Un’altra volta che ci eravamo sbagliati è stato quando a metà di un
lavoro ci siamo trovati di fronte una vecchina che usciva dalla porta del
bagno, e lei guardando Swietomierz aveva chiesto: “Siete quelli del
comune? Quelli dei servizi sociali?”. “Certo”, aveva detto Swietomierz
che è uno coi riflessi pronti, e aveva subito posato una cornice
d’argento con una foto che stava per infilare nel borsone che portava a
tracolla.
Poi con l’accento più polacco che poteva aveva aggiunto: “ci manda
proprio il comune, come possiamo aiutarla signora?”. La vecchina allora,
che si chiamava Signora Luisa, ci aveva fatto sistemare il televisore,
perché era una settimana che non si vedeva più il primo canale, e poi
aveva chiesto se per favore potevamo spiegarle la bolletta del gas, che è
poi vero che non ci si capisce mai niente.
Prima di salutarci la Signora Luisa ci aveva offerto delle caramelle al
limone frizzante e dei biscotti e ci aveva anche dato due euro a testa di
mancia.
“Peccato per la cornice d’argento della vecchia”, aveva detto
Swietomierz scendendo le scale, perché le cornici d’argento erano un
po’ la sua passione, “c’era la foto di un ragazzo, sarà stato un nipote?

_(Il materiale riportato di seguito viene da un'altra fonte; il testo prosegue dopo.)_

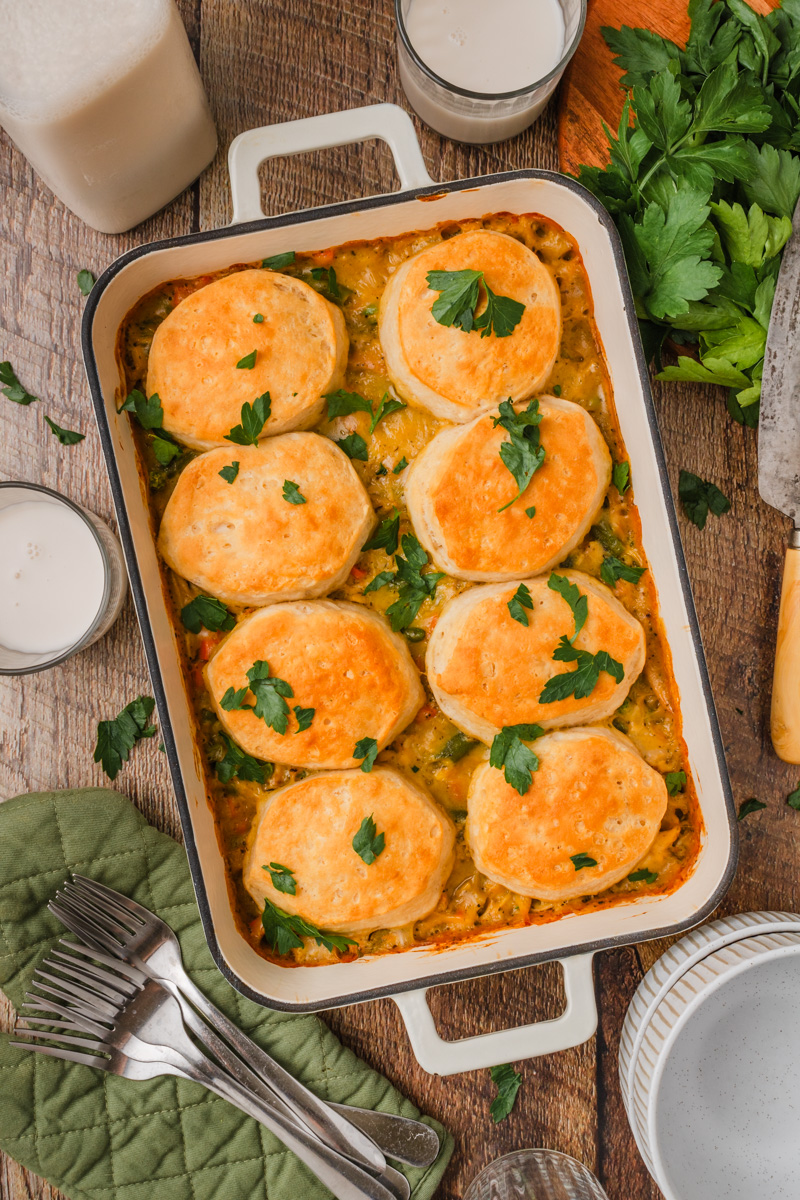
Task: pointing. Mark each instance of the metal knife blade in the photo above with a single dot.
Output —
(779, 424)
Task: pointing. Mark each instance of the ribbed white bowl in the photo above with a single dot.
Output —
(660, 978)
(716, 1079)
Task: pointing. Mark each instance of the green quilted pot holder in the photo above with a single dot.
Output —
(101, 1138)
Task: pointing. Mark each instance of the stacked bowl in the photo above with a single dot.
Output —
(710, 1061)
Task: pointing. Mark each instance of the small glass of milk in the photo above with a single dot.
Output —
(482, 70)
(104, 100)
(62, 579)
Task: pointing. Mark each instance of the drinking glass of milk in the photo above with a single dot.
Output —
(482, 70)
(62, 579)
(104, 99)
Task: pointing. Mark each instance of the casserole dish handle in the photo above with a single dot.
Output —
(389, 123)
(576, 1024)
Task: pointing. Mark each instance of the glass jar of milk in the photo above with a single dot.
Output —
(482, 70)
(62, 579)
(104, 100)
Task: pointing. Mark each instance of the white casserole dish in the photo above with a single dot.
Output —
(419, 205)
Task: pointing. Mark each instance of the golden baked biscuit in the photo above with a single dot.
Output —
(246, 543)
(593, 796)
(488, 670)
(458, 375)
(301, 349)
(458, 493)
(310, 826)
(340, 659)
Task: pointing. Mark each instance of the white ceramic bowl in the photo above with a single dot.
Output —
(677, 961)
(716, 1081)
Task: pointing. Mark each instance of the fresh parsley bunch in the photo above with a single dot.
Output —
(703, 179)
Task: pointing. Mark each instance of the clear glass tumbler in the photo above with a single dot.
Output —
(101, 612)
(477, 117)
(535, 1175)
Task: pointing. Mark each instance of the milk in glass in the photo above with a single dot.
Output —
(103, 97)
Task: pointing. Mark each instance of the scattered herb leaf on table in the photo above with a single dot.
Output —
(703, 179)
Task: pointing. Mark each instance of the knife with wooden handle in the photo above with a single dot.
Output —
(779, 483)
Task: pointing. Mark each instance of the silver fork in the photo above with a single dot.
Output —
(134, 1029)
(110, 922)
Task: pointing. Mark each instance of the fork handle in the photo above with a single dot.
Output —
(328, 1123)
(401, 1138)
(338, 1174)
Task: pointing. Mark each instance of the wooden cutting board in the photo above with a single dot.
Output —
(590, 91)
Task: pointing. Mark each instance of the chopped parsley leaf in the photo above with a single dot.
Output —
(386, 406)
(70, 438)
(510, 754)
(414, 587)
(116, 738)
(507, 1083)
(368, 843)
(576, 599)
(209, 612)
(286, 931)
(253, 419)
(343, 403)
(621, 477)
(699, 497)
(12, 388)
(282, 879)
(380, 581)
(163, 449)
(270, 705)
(457, 747)
(148, 411)
(386, 535)
(751, 805)
(292, 492)
(305, 717)
(614, 569)
(518, 603)
(366, 749)
(583, 681)
(277, 262)
(329, 286)
(675, 781)
(523, 454)
(354, 447)
(643, 876)
(238, 765)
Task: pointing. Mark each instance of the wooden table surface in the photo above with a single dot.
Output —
(272, 60)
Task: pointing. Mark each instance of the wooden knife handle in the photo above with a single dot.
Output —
(786, 682)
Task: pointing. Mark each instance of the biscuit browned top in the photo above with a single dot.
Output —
(310, 826)
(245, 543)
(593, 795)
(340, 659)
(487, 670)
(459, 495)
(474, 373)
(300, 347)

Secondo me è uno di quelli che non la vanno mai a trovare, povera
vecchia, non era mica antipatica, eh?”
“Ci avete mai pensato che noi portiamo via i ricordi della gente?”, avevo
chiesto io all’improvviso, “vi capita mai di sentirvi in colpa per questo?”

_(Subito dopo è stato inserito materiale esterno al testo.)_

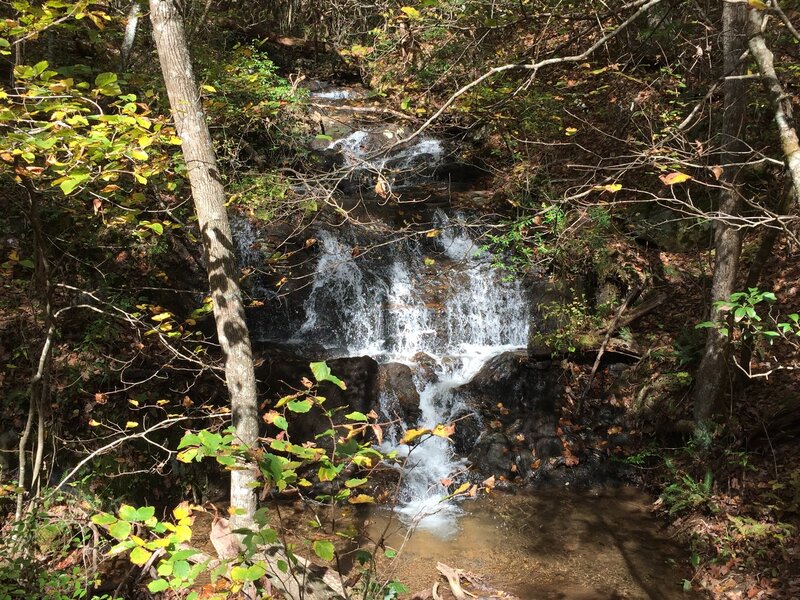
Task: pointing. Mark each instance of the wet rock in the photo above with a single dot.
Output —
(491, 455)
(396, 381)
(468, 429)
(425, 367)
(518, 400)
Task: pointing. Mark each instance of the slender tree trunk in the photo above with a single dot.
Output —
(301, 581)
(130, 34)
(781, 101)
(209, 203)
(712, 374)
(787, 132)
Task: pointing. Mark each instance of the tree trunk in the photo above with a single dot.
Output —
(130, 34)
(302, 581)
(209, 204)
(712, 373)
(781, 101)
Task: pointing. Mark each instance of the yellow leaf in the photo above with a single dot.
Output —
(673, 178)
(361, 499)
(183, 533)
(444, 431)
(181, 511)
(412, 434)
(611, 187)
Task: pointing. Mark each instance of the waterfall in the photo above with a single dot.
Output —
(436, 297)
(381, 305)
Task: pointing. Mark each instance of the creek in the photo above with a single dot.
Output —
(430, 300)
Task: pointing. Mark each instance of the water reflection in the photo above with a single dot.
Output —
(555, 545)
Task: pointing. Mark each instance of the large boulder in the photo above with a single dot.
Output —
(517, 401)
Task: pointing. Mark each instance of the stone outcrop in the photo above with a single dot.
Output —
(396, 384)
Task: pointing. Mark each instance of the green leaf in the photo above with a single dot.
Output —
(322, 372)
(323, 549)
(158, 585)
(238, 573)
(120, 530)
(68, 185)
(105, 79)
(411, 12)
(299, 406)
(181, 569)
(104, 519)
(255, 572)
(351, 483)
(145, 512)
(157, 227)
(138, 154)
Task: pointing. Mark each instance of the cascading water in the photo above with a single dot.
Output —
(437, 300)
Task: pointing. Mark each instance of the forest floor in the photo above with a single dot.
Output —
(736, 506)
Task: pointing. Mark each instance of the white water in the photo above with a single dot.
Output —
(359, 145)
(382, 307)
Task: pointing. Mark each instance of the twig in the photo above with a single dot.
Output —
(633, 294)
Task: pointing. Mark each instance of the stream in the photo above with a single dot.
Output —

“Beh, no”, aveva detto Leszek, “tanto sono cose che avrebbero
dimenticato comunque prima o poi. Noi affrettiamo solo un po’ la cosa,
in fondo gli diamo una mano.”
“Se ci pensi bene”, era intervenuto allora Bratumil, “se ci pensi bene ti
accorgerai che è una cosa stupida affidare i ricordi alle cose: le cose si
perdono, si consumano, o te le possono rubare, e finisce che con le
cose perdi anche i ricordi.”
Poi aveva continuato: “Noi, in Polonia abbiamo un sistema diverso per
non scordarci le cose, facciamo così: quando c’è qualcosa che proprio
non vorremmo dimenticare, allora facciamo il giro di tutti quelli che
conosciamo, e ad ognuno ne raccontiamo un pezzetto. Così se poi ci
capita che abbiamo bisogno di un ricordo, ci basta invitare tutti a pranzo
o a cena, e si mangia e si beve come solo in Polonia, e alla fine, quando
gli ospiti sono allegri e contenti, si batte con la forchetta su un bicchiere
per attirare l’attenzione, e si chiede ai presenti quello che si vuole
ricordare, e a turno tutti si alzano e ti restituiscono il pezzetto di ricordo
che gli avevi affidato.”
“Mi sembra un gran bel sistema”, avevo detto io, “perché in questo
modo nessuno può portarti via i ricordi, nemmeno dei professionisti
come noi, che entrano come il fumo e la nebbia dalle fessure, perché
rimane tutto lì, condiviso tra gli amici e le persone che ti vogliono bene,
e nulla si perde più, giusto?”
“Esatto, proprio così!”, aveva detto Swietomierz, “anche se a dire il vero
ogni tanto capita che durante il pranzo qualcuno esageri un po’ col
bere, e allora i ricordi tendono a diventare confusi, perché i pezzi si
mescolano a causa della birra, della vodka e del vetro dei bicchieri che
deforma le cose, e così c’è chi si confonde un po’ e magari invece di un
ricordo tuo ti restituisce un pezzo di ricordo di qualcun’altro, e alla fine,
nel tempo, i ricordi vengon fuori tutti mischiati, che la gente finisce col
vivere un po’ delle vite di tutti gli altri. Se ci pensi è un bel casino, ma
tutto sommato non è neanche così importante, che tanto poi son tutti
contenti lo stesso perché comunque hanno mangiato bene e bevuto
anche meglio, anzi, più la cosa vien fuori confusa, più vuol dire che è
stata una bella festa”.
“Non ci avevo pensato”, avevo detto io.
Dopo, di questa questione dei ricordi non ne avevamo più parlato, fino
a quella volta che entrando in una casa dalla portafinestra aperta su un
balcone, avevamo trovato un cane da guardia buonissimo, che Bratumil
ci aveva fatto subito amicizia, e questo cane uggiolava, e saltava su tutto
contento e scodinzolava, e gli leccava le mani come se lui e quel polacco
dalla testa rotonda fossero stati da sempre i più grandi amici del mondo,
e Bratumil allora aveva detto che questo cane gli ricordava un cane nero
che aveva avuto da piccolo, che si chiamava Piorun, che in polacco vuol
dire Lampo.
Swietomierz però aveva detto che si sbagliava, perché da piccolo
Bratumil aveva sì avuto un cane, ma il cane non era mica nero: era
marrone, con una macchia bianca intorno a un occhio, e non si
chiamava Piorun, ma Plama, che in polacco vuol dire appunto Macchia.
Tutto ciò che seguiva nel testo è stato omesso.